Probability that One Random Subset is Contained in Another
Problem
Let \( X \) be a finite set with \( n \) elements. Choose two subsets \( A \) and \( B \) of \( X \) uniformly at random and independently.
What is the probability that:
\[ A \subseteq B \ ? \]
Step-by-Step Solution
1. Total Number of Pairs
Each of the \( 2^n \) subsets is equally likely, so the total number of pairs \( (A, B) \) is:
\[ 2^n \times 2^n = 4^n \]
2. When Is \( A \subseteq B \)?
For each element \( x \in X \), there are 3 possible outcomes for \( (x \in A, x \in B) \):
- Case 1: \( x \notin A, x \notin B \)
- Case 2: \( x \notin A, x \in B \)
- Case 3: \( x \in A, x \in B \)
But the case \( x \in A, x \notin B \) violates \( A \subseteq B \). So among the 4 possible combinations of inclusion for \( x \), only 3 are allowed.

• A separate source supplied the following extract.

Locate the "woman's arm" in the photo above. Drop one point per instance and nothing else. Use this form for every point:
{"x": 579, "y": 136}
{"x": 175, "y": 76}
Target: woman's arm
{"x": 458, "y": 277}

3. Per-Element Probability
For each element, the total number of valid combinations satisfying \( A \subseteq B \) is 3 out of 4. Since elements are independent:
\[ P(A \subseteq B) = \left( \frac{3}{4} \right)^n \]
Final Answer
\[ \boxed{P(A \subseteq B) = \left( \frac{3}{4} \right)^n} \]
This decreases exponentially as \( n \) increases.